Anneta - Bab 8
Ah, harusnya dia sudah memikirkan hal ini dari awal. Dua tahun itu bukan waktu yang singkat. Dan lagi, untuk orang setampan Alfian, move on pastilah bukan perkara yang susah. Lihat saja, Alana begitu cantik dan nyaris sempurna. Tentu saja melupakan Naira bukanlah hal yang sulit baginya.
Gadis itu mengembuskan napas lelah lalu memilih memejamkan mata. Mungkin besok bisa dia pertimbangkan lagi apa yang harus ia lakukan. Tapi sepertinya, mundur adalah keputusan yang terbaik. Karena dia takut jika tanpa sadar, akan mengusik keluarga kecil yang terlihat bahagia itu.
***
"Ta ... Anneta." Gadis itu mengerutkan keningnya dengan mata yang masih terpejam.
"Bangun, Ta, aku mau ngomong." Kali ini dia menajamkan telinganya. Mencoba mengenali suara lembut itu.
"Anneta aku tahu kamu nggak tidur." Perlahan, gadis itupun membuka matanya. Dan langsung bangkit dari tidurnya saat melihat siapa orang yang kini duduk di ujung ranjang. Seketika itu juga jantungnya berdegup kencang. Bahkan dengan susah payah dia merapatkan tubuhnya pada tembok di sisi ranjangnya. Berharap tembok itu jebol dan ia bisa lari dari tempat ini.
"Jangan takut, aku datang bukan untuk menakutimu," kata gadis dengan wajah pucat itu.
Anneta hanya menggeleng, dia tak mampu menggerakkan bibirnya. Bahkan peluh sudah menitik di sela-sela keningnya.
Ini mimpi, yah ini mimpi. Bangun Ta, bangun.
Anneta menepuk-nepuk pipinya sendiri. Dan berhenti saat tiba-tiba saja gadis itu berdiri. Mata Anneta melebar saat itu juga.
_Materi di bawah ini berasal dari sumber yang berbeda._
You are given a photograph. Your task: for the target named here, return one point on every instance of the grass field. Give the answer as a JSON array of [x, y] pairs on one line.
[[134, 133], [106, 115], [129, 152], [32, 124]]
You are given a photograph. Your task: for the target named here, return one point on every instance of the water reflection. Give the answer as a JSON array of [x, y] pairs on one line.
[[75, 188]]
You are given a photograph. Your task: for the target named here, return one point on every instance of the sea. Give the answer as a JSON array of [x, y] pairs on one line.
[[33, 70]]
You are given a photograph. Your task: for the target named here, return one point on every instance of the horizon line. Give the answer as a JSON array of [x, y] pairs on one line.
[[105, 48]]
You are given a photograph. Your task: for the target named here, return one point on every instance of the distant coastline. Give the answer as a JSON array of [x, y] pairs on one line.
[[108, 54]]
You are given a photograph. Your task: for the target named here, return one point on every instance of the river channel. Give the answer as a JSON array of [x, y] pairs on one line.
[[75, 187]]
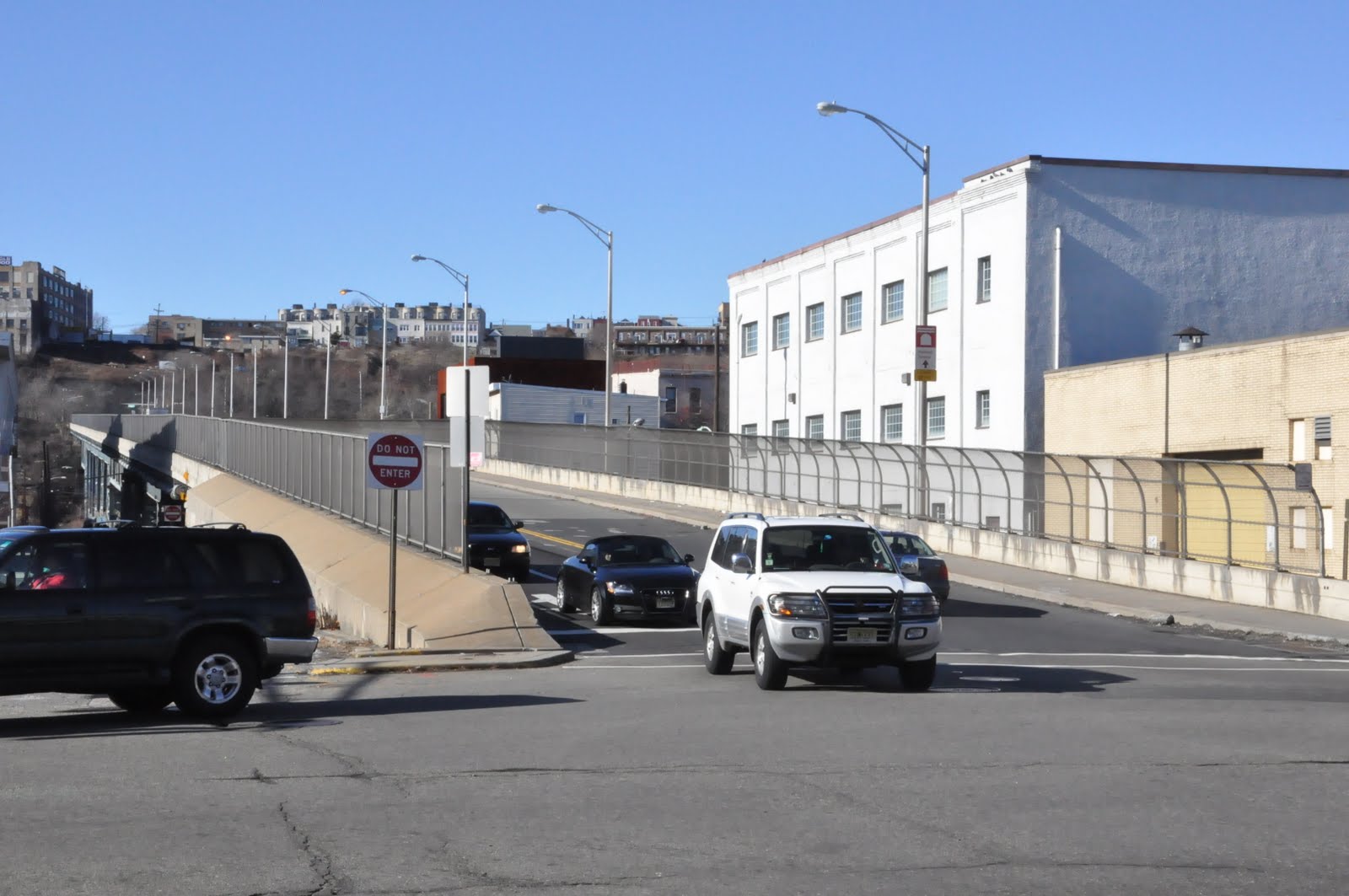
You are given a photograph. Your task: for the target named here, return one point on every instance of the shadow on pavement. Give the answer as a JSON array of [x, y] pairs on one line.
[[970, 679], [260, 716], [989, 610]]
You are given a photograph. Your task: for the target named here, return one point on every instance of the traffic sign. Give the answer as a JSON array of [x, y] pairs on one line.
[[924, 354], [395, 460]]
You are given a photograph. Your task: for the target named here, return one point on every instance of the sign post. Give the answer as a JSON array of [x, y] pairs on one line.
[[395, 462], [924, 355]]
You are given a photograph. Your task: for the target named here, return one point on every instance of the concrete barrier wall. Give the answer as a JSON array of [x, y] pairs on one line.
[[1245, 586]]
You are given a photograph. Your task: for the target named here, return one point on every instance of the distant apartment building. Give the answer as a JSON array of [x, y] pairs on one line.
[[42, 305]]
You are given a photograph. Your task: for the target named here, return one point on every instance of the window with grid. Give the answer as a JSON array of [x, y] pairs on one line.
[[852, 312], [892, 300], [850, 426], [937, 417], [815, 323], [937, 290], [892, 422], [749, 339]]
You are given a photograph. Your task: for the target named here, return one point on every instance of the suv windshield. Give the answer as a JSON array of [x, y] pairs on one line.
[[814, 548]]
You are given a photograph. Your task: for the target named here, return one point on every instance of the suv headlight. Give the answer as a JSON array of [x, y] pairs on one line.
[[796, 606], [921, 605]]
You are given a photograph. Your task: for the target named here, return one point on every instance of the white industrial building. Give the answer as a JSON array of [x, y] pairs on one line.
[[1036, 263]]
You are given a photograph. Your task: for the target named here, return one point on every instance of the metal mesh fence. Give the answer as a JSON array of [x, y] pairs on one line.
[[1220, 512]]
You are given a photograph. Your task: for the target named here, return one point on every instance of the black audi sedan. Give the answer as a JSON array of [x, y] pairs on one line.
[[496, 544], [932, 571], [636, 577]]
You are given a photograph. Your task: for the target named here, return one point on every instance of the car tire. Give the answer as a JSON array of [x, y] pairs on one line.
[[769, 669], [718, 659], [919, 675], [215, 676], [602, 613], [143, 700]]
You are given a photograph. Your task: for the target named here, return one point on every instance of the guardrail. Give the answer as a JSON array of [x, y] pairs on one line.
[[1220, 512]]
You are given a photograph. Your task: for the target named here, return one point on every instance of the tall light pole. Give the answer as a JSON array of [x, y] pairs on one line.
[[607, 239], [908, 148], [384, 341]]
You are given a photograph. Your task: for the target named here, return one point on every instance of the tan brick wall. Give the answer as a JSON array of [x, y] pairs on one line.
[[1221, 399]]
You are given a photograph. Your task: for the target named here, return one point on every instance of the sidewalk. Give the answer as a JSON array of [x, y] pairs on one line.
[[1103, 597]]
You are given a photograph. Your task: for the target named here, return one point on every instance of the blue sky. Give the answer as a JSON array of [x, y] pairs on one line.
[[236, 158]]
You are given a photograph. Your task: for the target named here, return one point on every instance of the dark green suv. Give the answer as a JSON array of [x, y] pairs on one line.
[[148, 617]]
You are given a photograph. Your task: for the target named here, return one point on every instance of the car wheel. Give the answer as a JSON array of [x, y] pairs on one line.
[[718, 659], [769, 671], [600, 610], [917, 676], [142, 702], [215, 678]]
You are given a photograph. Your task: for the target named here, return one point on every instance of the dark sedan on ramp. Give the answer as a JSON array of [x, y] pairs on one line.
[[932, 571], [636, 577]]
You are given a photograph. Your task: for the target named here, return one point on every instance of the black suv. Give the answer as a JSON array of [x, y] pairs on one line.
[[150, 617]]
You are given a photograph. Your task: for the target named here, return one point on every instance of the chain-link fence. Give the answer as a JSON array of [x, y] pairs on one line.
[[1221, 512]]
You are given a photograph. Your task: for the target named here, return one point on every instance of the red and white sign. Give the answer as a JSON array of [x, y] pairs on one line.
[[395, 460]]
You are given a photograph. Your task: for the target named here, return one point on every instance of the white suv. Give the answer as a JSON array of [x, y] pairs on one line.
[[820, 591]]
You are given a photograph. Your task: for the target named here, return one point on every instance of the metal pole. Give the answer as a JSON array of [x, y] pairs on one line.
[[469, 443], [393, 570], [609, 335]]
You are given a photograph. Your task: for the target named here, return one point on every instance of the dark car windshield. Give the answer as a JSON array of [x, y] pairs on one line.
[[904, 543], [489, 517], [624, 552], [811, 548]]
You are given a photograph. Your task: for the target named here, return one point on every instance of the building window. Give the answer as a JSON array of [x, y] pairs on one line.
[[984, 289], [937, 290], [852, 312], [937, 417], [815, 323], [892, 422], [892, 296], [850, 424], [749, 339]]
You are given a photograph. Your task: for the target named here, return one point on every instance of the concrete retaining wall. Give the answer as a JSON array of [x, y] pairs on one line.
[[1245, 586]]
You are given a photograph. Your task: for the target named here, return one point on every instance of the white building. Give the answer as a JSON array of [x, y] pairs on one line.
[[1036, 263]]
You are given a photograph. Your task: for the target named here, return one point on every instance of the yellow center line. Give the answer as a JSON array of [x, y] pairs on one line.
[[546, 537]]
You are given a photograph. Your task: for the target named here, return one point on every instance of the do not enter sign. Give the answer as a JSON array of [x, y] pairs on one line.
[[395, 460]]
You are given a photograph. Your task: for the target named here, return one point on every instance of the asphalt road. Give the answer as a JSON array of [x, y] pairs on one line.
[[1062, 752]]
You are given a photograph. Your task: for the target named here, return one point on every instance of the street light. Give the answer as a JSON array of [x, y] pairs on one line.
[[384, 341], [607, 239], [908, 148]]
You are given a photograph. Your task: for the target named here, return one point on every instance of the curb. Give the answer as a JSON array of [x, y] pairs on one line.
[[1143, 615], [444, 662]]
"Tolong, jangan berhenti. Cuma kamu harapan aku satu-satunya. Sampaikan maafku Anneta, aku mohon." Dan saat itu juga sosok itu lenyap secara perlahan. Anneta menatap nyalang sekitar, mencoba mencari-cari sosok gadis yang ia yakini penjelmaan dari Naira. Tapi sosok itu tidak ada di mana-mana. Gadis itu mencoba mengatur napasnya yang tersengal. Hingga suara Bi Wati terdengar berteriak di sampingnya.
"Non Neta! Bangun, Non! Non Neta!" Anneta sontak bangun dari tidurnya dengan napas tersengal. Keringat sudah membanjiri wajah dan juga tubuhnya. Matanya mengedar, ternyata dia tertidur di sofa ruang tengah rumahnya, bukan di kamar. Jadi dia mimpi? Sungguh semuanya terasa seperti nyata.
"Non Neta minum dulu," kata Bi Wati cemas sembari menyodorkan segelas air putih yang langsung ditenggak habis oleh majikannya itu.
"Makasi, Bi," kata Anneta sembari memejamkan mata dan menyandarkan kepalanya pada punggung sofa.
"Non Neta mimpi buruk, ya?"
"Emang tadi aku kenapa, Bi?" tanyanya sembari menoleh ke arah ART-nya yang masih menunjukkan wajah cemas.
"Tadi Non Neta teriak-teriak, Bibi sampai takut lihatnya. Mana dibanguninnya susah banget."
Anneta kembali menghela napas, lalu menatap langit-langit rumahnya. Jadi apa yang harus ia lakukan? Tetap mengikuti Alfian? Dan mencari cara untuk meminta maaf? Karena entah mengapa, Anneta yakin, dia memanglah Alfiannya Naira.
"Bibi permisi ke dapur dulu ya, Non!"
Anneta mengangguk lalu merogoh ponselnya yang bergetar.
Alana : Neta, besok kamu ikut kita makan siang, ya? Kali ini nggak boleh nolak.
Sekali lagi Anneta mengembuskan napas lelahnya. Sepertinya Tuhan memang sudah mengatur semuanya. Jadi? Oke, dia akan melanjutkan misinya.
***
Anneta dalam perjalanan menuju tempat makan yang alamatnya baru saja Alana kirimkan. Wanita itu sempat menawarkan untuk menjemputnya, tapi Anneta menolak secara halus. Dia memang lebih senang mengendarai motor matic-nya.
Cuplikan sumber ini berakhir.